Always refer to the official ICD-10-CM Tabular List for complete coding guidelines. Ensure documentation supports the specificity of the code selected. When in doubt, consult a certified medical coder or the latest CMS guidelines.
Understanding where S02.11B sits in the ICD-10-CM classification helps ensure proper coding:
Yes, S02.11B is a billable/specific ICD-10-CM code that can be used to indicate a diagnosis for reimbursement purposes.
S02.11B is the ICD-10-CM diagnosis code for "Type I occipital condyle fracture, left side". It is used by healthcare providers to classify and document this condition in medical records and insurance claims.
The parent code of S02.11B is S02.11 ("Fracture of occiput"). S02.11B provides a more specific classification within this category.
S02.11B is located in Section S00-S09 — "Injuries to the head" within Chapter 19 of the ICD-10-CM Tabular List.
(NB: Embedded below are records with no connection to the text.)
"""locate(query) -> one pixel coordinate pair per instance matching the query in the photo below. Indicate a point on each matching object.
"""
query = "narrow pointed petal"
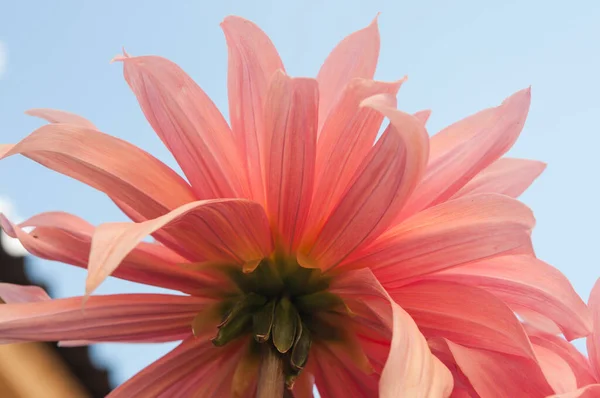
(346, 139)
(233, 230)
(448, 235)
(57, 116)
(506, 176)
(462, 150)
(253, 60)
(124, 317)
(189, 124)
(591, 391)
(376, 192)
(412, 370)
(291, 134)
(193, 356)
(494, 374)
(440, 311)
(593, 341)
(13, 294)
(355, 56)
(578, 363)
(66, 238)
(104, 162)
(530, 283)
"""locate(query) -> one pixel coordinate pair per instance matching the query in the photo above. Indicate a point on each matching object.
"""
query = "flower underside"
(285, 308)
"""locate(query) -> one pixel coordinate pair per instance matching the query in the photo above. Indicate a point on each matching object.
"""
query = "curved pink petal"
(355, 56)
(494, 374)
(57, 116)
(557, 371)
(346, 139)
(593, 340)
(13, 294)
(448, 235)
(104, 162)
(462, 150)
(124, 317)
(291, 134)
(66, 238)
(194, 356)
(439, 309)
(578, 363)
(506, 176)
(189, 124)
(376, 192)
(530, 283)
(230, 230)
(591, 391)
(253, 60)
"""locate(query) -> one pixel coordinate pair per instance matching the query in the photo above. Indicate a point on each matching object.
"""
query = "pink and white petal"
(104, 162)
(69, 241)
(116, 318)
(578, 363)
(506, 176)
(13, 294)
(557, 371)
(593, 340)
(494, 374)
(189, 124)
(58, 116)
(439, 309)
(291, 134)
(448, 235)
(355, 56)
(462, 150)
(376, 192)
(231, 230)
(591, 391)
(412, 370)
(197, 356)
(345, 140)
(530, 283)
(253, 60)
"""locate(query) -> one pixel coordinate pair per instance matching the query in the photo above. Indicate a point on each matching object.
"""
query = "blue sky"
(460, 56)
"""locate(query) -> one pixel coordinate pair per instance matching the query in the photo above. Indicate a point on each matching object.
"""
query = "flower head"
(307, 247)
Use S02.11B when the patients documented diagnosis matches "Type I occipital condyle fracture, left side" and the clinical documentation supports this level of specificity. Always verify with the latest ICD-10-CM guidelines and payer requirements.
The ICD-10-CM code for Type I occipital condyle fracture, left side is S02.11B.
Yes, S02.11B can be used as a primary diagnosis code since it is billable and specific.
S02.11B is in Chapter 19 of the ICD-10-CM Tabular List.
Yes, S02.11B is a valid ICD-10-CM code for the 2026 fiscal year, subject to official CMS updates.